Methods: Using the national medicolegal database, Westlaw, spine surgery medical malpractice verdicts and settlements from 2012-2018 were obtained. Criteria for study inclusion required that cases involve complaints related to surgery and post-operative complications. Cases that were excluded from the study involved complaints related to negligent pre-operative diagnosis and/or management prior to surgery. Factors that were noted for each case include: patient demographics, procedure type, reasons for litigation, type of injury, and legal outcomes. A single variable analysis was done to identify predictors of legal outcomes and higher verdict amounts.
Results: A total of 562 legal cases were examined after excluding copies, extraneous cases, or cases with insufficient information, 199 of the cases were used for analysis. Cases were classified based on instrumentation (instrumented: 111, non-instrumented: 77), spinal levels (single level: 85, multi-level: 82), procedure (decompression: 67, fusion: 34, decompression with fusion: 74, other: 16). The verdict was in favor of the defendant in 145 (73%) of the cases. Of the remaining cases, 33 (17%) reported a plaintiff verdict and 21 (11%) resulted in a settlement. The most common reasons for litigation in non-instrumented cases were intra-operative error (43%), failure to obtain informed consent (36%), and improper post-operative management (36%); for the instrumented cases, the most common reasons for litigation were improper post-operative management (38%), improper hardware placement (37%), and failure to obtain informed consent (26%). A similar defense verdict was yielded regardless of instrumentation, procedure type, spinal levels, dural tear, and infection; conversely, cases were less likely to result in a defendant verdict if the patient suffered post-operative cauda equina syndrome (41% vs 77%, p=0.001) or other serious injury (paraplegia, quadriplegia, anoxic brain injury, or death) (62% vs 77%, p=0.03). Neurosurgeons were less likely to successfully defend the medical malpractice case than orthopedic surgeons (67% vs 85% defendant, p=0.005). Median payments for plaintiff verdicts and settlements was $1.3 million. Of note, the median payouts were significantly higher for cases involving multi-level spine surgery (median: $1.88 vs $0.79 million, p=0.04) when compared to single-level spine surgery; in all other cases (instrumentation, procedure type, surgical site infections, dural tears, cauda equina syndrome, serious injury, and defendant specialty) median monetary awards were relatively similar and not statistically significant predictors of higher median verdict amounts (p>0.05).

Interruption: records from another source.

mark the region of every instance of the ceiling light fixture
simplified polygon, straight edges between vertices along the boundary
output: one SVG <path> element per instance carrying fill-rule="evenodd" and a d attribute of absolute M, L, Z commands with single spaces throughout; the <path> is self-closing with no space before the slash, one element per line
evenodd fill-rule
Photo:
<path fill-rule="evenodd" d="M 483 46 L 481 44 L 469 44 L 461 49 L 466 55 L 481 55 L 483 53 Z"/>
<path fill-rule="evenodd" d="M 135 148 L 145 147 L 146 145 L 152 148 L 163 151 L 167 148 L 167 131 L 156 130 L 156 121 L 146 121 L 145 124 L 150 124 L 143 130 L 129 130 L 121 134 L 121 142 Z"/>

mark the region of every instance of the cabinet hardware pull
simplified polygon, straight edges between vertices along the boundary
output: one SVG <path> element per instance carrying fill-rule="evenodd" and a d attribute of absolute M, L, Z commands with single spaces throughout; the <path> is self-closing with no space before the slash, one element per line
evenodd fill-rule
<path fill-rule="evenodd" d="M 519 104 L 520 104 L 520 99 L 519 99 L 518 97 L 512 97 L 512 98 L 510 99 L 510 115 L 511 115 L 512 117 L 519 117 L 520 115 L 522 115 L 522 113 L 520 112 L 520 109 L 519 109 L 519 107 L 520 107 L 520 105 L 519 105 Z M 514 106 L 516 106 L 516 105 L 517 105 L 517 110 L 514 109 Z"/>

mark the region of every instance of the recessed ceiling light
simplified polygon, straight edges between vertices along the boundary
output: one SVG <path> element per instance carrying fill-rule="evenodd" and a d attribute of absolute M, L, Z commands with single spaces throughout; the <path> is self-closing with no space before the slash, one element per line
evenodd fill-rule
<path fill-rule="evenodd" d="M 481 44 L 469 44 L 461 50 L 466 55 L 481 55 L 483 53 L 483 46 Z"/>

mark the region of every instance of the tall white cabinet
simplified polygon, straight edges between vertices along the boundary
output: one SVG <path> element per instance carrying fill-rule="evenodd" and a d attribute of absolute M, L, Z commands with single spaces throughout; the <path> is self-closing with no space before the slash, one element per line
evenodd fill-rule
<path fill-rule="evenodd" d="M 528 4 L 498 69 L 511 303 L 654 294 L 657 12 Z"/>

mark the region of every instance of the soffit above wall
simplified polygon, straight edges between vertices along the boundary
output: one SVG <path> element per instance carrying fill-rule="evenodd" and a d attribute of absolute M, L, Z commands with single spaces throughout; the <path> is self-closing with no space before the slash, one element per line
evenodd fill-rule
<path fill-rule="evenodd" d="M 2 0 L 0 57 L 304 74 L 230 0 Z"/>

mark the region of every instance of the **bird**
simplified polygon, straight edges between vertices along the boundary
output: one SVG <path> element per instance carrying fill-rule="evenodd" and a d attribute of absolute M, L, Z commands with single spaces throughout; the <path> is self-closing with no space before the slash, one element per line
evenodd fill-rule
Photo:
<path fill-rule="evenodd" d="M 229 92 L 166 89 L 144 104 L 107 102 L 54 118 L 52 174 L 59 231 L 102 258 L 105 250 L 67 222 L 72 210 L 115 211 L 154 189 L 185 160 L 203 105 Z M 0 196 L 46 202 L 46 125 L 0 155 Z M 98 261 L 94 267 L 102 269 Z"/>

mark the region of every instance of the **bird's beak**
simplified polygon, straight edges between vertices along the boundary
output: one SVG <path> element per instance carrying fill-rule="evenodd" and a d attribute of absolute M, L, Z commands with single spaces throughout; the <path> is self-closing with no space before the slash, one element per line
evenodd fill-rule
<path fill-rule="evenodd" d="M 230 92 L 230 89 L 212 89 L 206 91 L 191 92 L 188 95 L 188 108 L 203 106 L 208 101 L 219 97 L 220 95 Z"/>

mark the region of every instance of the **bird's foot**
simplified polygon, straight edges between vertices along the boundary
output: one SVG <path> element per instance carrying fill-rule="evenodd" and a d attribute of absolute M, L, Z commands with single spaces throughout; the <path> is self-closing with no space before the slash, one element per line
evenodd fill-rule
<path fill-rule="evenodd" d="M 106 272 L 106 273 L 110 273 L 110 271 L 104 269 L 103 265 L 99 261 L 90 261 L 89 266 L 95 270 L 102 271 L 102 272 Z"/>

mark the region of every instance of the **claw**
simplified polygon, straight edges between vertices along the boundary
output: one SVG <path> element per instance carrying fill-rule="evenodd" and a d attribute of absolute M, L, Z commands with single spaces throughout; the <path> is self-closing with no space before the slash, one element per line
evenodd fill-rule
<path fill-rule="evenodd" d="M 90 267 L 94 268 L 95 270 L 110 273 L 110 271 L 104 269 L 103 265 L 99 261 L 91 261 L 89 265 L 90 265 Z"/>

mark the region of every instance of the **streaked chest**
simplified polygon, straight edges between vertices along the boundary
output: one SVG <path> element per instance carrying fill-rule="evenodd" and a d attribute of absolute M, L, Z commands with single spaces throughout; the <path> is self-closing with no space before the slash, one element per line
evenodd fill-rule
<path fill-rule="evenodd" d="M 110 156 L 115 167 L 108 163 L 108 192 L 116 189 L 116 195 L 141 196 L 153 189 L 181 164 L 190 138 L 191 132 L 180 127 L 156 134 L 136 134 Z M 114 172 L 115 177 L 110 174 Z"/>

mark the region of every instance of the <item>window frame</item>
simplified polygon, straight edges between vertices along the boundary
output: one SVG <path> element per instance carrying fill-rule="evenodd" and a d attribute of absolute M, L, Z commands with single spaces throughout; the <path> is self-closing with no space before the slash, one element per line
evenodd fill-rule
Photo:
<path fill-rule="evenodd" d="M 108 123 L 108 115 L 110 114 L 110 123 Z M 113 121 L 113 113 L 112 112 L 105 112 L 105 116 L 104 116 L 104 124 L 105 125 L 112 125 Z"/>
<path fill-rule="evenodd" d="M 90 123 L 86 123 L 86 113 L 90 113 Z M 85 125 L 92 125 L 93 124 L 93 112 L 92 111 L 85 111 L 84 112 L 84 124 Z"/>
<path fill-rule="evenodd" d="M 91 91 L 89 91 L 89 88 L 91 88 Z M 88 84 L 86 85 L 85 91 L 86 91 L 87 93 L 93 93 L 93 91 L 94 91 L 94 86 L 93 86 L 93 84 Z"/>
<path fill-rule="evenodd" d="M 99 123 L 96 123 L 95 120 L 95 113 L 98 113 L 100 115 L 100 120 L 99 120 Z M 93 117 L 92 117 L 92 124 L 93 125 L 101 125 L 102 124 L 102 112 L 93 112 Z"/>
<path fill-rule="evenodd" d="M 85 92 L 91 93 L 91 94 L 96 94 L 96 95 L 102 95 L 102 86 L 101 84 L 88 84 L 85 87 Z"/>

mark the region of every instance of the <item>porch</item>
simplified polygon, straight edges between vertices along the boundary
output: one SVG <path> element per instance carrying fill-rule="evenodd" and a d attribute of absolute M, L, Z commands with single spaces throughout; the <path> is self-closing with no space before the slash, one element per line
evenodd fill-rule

Conclusion: Intra-operative errors are among the most common reasons for medical malpractice litigation following spine surgery. Overall, spine surgeons are likely to successfully defend against legal cases. However, our findings show that court case outcomes and monetary awards can vary significantly depending on the level of spine surgery, alleged injury, and defendant medical specialty. In particular, multi-level spine surgery, cauda equina syndrome, or serious injury were significantly more likely to result in unfavorable outcomes for the defendant surgeons. By reducing intra-operative errors and improving the monitoring and management of post-operative complications, surgeons will be able to optimize care of patients, all while reducing the risk of litigation and healthcare costs.